Many of them are deeply entrenched in old Beltway thinking, which leans towards worship of Reagan and center-right bipartisanship (Dean Baquet, etc).
For the later generations there's also deep self-consciousness about being seen as 'elites' and not feeling masculine/genuine enough - hence, they hew towards conservative framing of the center-right being more 'true American' and Democrats being 'wimps.' They don't want to be wimps or be seen as not genuine, so they first unconsciously and then increasingly consciously adopt GOP framing of issues and disdain Democrats and liberals and their ideas. That's why everybody asks Democrats 'how you gonna pay for it??' and never the GOP - because in a lot of media's minds, the right is the 'fiscally responsible' party and Dems are just dreamy wusses. Many of them don't fully realize they're doing it.

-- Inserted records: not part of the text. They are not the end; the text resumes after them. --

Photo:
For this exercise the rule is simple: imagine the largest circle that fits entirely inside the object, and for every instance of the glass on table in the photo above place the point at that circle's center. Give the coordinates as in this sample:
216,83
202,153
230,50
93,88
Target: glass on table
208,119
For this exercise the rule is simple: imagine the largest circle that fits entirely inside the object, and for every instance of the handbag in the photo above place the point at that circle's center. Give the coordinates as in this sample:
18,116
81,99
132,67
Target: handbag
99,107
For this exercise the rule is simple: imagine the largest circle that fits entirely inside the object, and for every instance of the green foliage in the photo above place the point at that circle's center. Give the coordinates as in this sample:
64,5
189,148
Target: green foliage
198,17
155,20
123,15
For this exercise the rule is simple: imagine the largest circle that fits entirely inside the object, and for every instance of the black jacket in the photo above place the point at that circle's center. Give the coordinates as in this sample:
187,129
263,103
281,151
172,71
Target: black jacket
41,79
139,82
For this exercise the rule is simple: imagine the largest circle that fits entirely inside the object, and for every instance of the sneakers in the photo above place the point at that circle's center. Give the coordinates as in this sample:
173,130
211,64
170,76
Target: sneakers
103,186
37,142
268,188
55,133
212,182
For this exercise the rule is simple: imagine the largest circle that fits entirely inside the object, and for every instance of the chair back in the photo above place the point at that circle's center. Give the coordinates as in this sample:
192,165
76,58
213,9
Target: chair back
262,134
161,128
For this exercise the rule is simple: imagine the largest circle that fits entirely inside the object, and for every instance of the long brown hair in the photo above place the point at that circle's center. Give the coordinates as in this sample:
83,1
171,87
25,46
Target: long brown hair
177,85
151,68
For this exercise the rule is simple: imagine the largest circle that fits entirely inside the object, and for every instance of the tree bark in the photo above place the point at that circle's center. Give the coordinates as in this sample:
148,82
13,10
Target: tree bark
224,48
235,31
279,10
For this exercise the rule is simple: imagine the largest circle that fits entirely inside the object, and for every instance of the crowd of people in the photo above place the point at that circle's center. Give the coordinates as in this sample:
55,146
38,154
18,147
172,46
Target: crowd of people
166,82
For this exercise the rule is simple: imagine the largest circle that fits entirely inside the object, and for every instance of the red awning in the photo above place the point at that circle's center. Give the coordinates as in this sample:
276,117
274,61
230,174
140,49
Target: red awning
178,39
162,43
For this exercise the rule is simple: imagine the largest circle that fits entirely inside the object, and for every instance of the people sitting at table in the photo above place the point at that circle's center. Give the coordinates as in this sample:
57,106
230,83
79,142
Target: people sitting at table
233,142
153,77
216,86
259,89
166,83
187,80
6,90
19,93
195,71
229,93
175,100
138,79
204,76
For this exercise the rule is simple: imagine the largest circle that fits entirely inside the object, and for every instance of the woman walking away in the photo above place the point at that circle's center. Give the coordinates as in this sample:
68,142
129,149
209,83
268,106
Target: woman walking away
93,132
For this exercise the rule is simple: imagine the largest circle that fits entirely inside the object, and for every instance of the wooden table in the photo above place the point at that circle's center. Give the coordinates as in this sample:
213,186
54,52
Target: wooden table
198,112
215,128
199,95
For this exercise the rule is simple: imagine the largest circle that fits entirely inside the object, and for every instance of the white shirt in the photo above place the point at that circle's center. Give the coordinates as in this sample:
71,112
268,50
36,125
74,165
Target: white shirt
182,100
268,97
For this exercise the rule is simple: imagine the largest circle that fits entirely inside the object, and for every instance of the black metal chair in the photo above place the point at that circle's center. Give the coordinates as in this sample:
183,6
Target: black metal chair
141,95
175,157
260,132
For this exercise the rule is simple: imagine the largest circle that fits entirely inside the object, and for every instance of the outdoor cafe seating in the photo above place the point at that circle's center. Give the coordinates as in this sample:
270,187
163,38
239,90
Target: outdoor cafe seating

The biggest issue behind what the NYT is doing though is that it's at war with itself and deeply cognitively dissonant. It wants laurels and applause for reporting on Trump and being the proud journalistic 'resistance' - and they do have good writers doing good stories - while simultaneously desperately still trying to curry favor with conservative readers and prove they are 'bipartisan' and 'not elite' with cooked op-eds and headlines favoring right wing framing, and also still having deeply enmeshed, co-dependent, sympathetic access relationships with much of the Trump White House to do stories. This goes triple for people like Maggie Haberman, who has been covering Trump since her days with Page Six in NYC years ago and has had a symbiotic relationship with him when she was just a society journalist. They're too close for comfort.
They want it both ways - they want to be seen as the elite in journalism, want praise for courage from the left, acceptance from the right, and to never have to acknowledge any liberal complaints - but don't want to admit it.